天然木のオノオレカンバ製印鑑は高い耐久性が特徴です。丈夫なため長く愛用できます。
■天然木(オノオレカンバ)
天然木のオノオレカンバは、斧が折れると言われるほど高い耐久性を持つ木材からできています。金のなる木ともいわれており、契約ごとや金銭に関した場面で使うのにも適しています。
銀行印におすすめの素材
黒水牛は印鑑によく使われる素材として広く知られています。水牛の角を加工して作られていて、光沢があります。高級感がありながら手頃な価格で売られている印鑑も多いです。
銀行印は使いやすい「黒水牛」や、傷みにくい「強化木(きょうかもく)」がおすすめです。認印よりも少し立派に見える素材を選ぶと良いでしょう。
サイズは12mm、または13.5mmが一般的です。
■黒水牛
黒水牛は印鑑の素材として、一般的によく使われている素材です。耐久性や捺印性が優れていながら、比較的手頃な価格で手に入るのも魅力です。
■強化木(楓・樺・杉など)
強化木は、天然木に特殊な樹脂を染み込ませたり、高圧で圧縮したりして耐久性を高めた木材です。「楓」や「樺」、「杉」などの印鑑も強化木の一種です。天然木の温もりを残しつつ、ひび割れや朱肉の油分に強いため、長く使う銀行印に適しています。
認印におすすめの素材
持ち歩くことが多い認印は、軽くて扱いやすい「樹脂」がおすすめです。かわいいデザインのものもあり、お値段も比較的リーズナブルなのが特徴です。サイズは10.5mmが一般的です。
■樹脂
樹脂とは、アクリルやポリエステルなどの人工素材です。カラーバリエーションが豊富で、キャラクターデザインなどのかわいい印鑑にも多く使われています。軽量で扱いやすいため、日常的にたくさん押す認印として活躍してくれます。
印鑑の種類別・おすすめの商品
実印におすすめの商品
こちらのディズニーデザインの印鑑は、用途に合わせて実印(径約1.5cm)と銀行印(径約1.2cm)から選べます。書体は風格のある古印体(丸みを帯びた、日本独自の印鑑用書体)で作成され、適度な重みがあるため、ブレずにしっかりとした印影を押せるのが特徴です。

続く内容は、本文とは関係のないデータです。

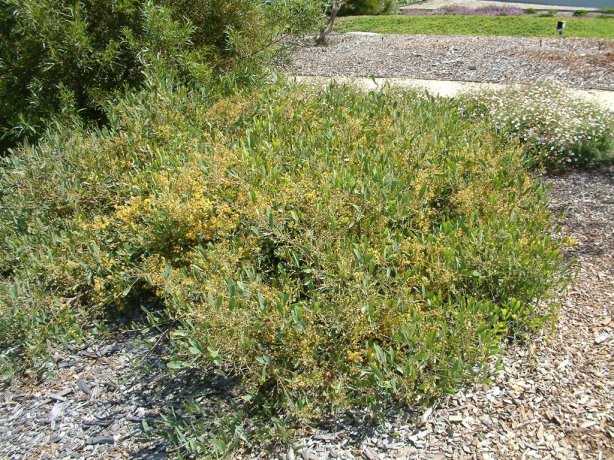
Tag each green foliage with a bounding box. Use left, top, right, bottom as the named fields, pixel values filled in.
left=460, top=83, right=614, bottom=170
left=0, top=79, right=565, bottom=442
left=339, top=0, right=399, bottom=16
left=336, top=15, right=614, bottom=38
left=0, top=0, right=322, bottom=148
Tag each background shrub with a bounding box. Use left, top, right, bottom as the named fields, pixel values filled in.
left=460, top=84, right=614, bottom=170
left=339, top=0, right=399, bottom=16
left=0, top=0, right=321, bottom=149
left=0, top=85, right=564, bottom=432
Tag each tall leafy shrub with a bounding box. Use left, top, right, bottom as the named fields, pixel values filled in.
left=0, top=0, right=321, bottom=148
left=0, top=86, right=564, bottom=428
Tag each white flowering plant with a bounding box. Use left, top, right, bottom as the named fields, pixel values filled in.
left=459, top=84, right=614, bottom=170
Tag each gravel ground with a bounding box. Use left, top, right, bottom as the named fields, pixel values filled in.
left=285, top=166, right=614, bottom=460
left=401, top=0, right=596, bottom=11
left=286, top=33, right=614, bottom=91
left=0, top=166, right=614, bottom=460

側面にはキャラクター柄がプリントされ、輝くジルコニアが上品なアクセントになっています。ご自身の一生モノとしてはもちろん、お子様の初めての印鑑にもおすすめです。
耐久性が高く、日本の木材の中でも特に硬いとされる天然木「オノオレカンバ」を使用した日本製の印鑑です。繊維が緻密なため捺印性が良く、天然素材でありながら狂いが少ないのが特徴です。

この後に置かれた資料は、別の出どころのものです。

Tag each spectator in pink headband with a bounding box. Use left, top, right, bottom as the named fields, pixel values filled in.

その硬さから「夫婦の絆が折れない」として結婚祝いとして、「心が折れない」として就職や進学のお祝いとしても重宝されています。また、商売繁盛の縁起物とされているため、大切な契約や一生モノとして長く使う「実印」に特におすすめの一本です(銀行印・認印向けのサイズもご用意しています)。

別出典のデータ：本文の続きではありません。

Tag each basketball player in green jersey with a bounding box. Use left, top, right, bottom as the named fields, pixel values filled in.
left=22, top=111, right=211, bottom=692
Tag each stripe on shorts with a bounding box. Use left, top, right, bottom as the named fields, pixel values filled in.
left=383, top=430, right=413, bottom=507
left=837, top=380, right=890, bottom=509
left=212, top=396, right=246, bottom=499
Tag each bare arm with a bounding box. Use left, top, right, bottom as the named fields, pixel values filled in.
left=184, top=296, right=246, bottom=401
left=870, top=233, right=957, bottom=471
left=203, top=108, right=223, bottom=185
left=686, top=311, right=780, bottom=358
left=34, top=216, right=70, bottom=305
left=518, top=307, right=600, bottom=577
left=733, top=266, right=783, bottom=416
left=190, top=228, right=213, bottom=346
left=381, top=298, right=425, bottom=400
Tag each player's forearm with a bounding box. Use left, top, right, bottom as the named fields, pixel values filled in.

印面は縁起が良いとされる八方篆書体(はっぽうてんしょたい/文字の線が四方八方に伸びる書体)で、漢字、カタカナ、ひらがなの刻印が可能。径約1.5cmの実印は6文字まで入ります。
銀行印におすすめの商品
耐久性に優れた「芯持ち材」を使用した、日本製の黒水牛印鑑です。
黒水牛の角は適度な硬さと粘りがあり、朱肉のノリが良いのが特徴です。その中でも特に耐久性が高い芯の部分(芯持ち材)のみを厳選し、熟練工が手仕上げで丁寧に作成します。書体は八方篆書体を採用しています。
実印・銀行印・認印の単品購入はもちろん、便利な3本セットもご用意。それぞれ印鑑のみ、またはケース付き(3本セットは専用収納ケース付き)からお選びいただけます。ご自身の一生モノとして、また就職やご結婚などのお祝いの品としてもおすすめです。
大人からお子様まで幅広い世代に人気の絵本「くまのがっこう」のケース付き印鑑です。印鑑には楓材を使用しています。印鑑本体にもケースにもキュートなジャッキーのイラストが描かれた、かわいいデザインです。印面は篆書体(線の太さが常に一定の古代文字)で、漢字、ひらがな、カタカナの刻印が可能。12mmの銀行印サイズは3文字まで、15mmの実印サイズは6文字まで入ります。朱肉部分にはフタが付いているので、周りを汚さずに使えます。
認印におすすめの商品
使う時にちょっと自慢したくなるような、キャラクターデザインが側面にあしらわれた印鑑と、お揃い柄のケースのセットです。主材には軽くて扱いやすいポリエステルを使用しています。ご自身用としてはもちろん、贈り物としても喜ばれます。印面は八方篆書体で、漢字、カタカナ、ひらがなの刻印が可能。径約1.5cmの実印は6文字まで、径約1.2cmの銀行印と径約1.05cmの認印は3文字まで入ります。
印鑑の種類に関する「よくある質問」
印鑑の実印・銀行印・認印の使い分けは?
・「実印」:役所に届け出て法的効力を持つ印鑑です。土地や建物の売買や会社の設立・ローンを組むときなどに利用します。
・「銀行印」:金融機関で口座開設などをしたときに登録した印鑑です。登録内容の変更や預金したお金を引き出すなど、金融機関の出納に使用するときなどに使用します。
・「認印」:印鑑登録や金融機関への登録をしていない、日常でよく使う印鑑で、宅急便の受け取りや簡単な契約書などに利用します。
印鑑にシャチハタが使えないのはどんなときですか?
公的な書類に押印するときは基本的にシャチハタ不可です。シャチハタは大量生産で作られているため、同じ印面が存在し、成りすましができてしまうためです。
また、印面がゴム製なので、強く押すとゴムがゆがんで押した跡が変わってしまうことがあり、違った印鑑だと思われる可能性があるためです。市区町村の役所に届け出る婚姻届や出生届、離婚届や転入転出届、雇用契約書などに、シャチハタは使用できません。
印鑑とシャチハタの見分け方は?
印鑑とシャチハタの一番の違いは、「朱肉を使うかどうか」です。 印鑑は全体が硬質の素材(金属や動物の角や牙、木材など)でできており、捺印時に朱肉を使います。 シャチハタは印面がゴム製で、本体内部にインクが内蔵されているため、連続で押印できる特徴があります。
用途に合った素材を選んで、一生モノの印鑑を見つけよう
印鑑は、それぞれの役割を把握し、適した素材を選ぶことで、一生使えるあなただけの大切なアイテムになります。今回ご紹介した内容を参考にして、好みの印鑑を探してみてください。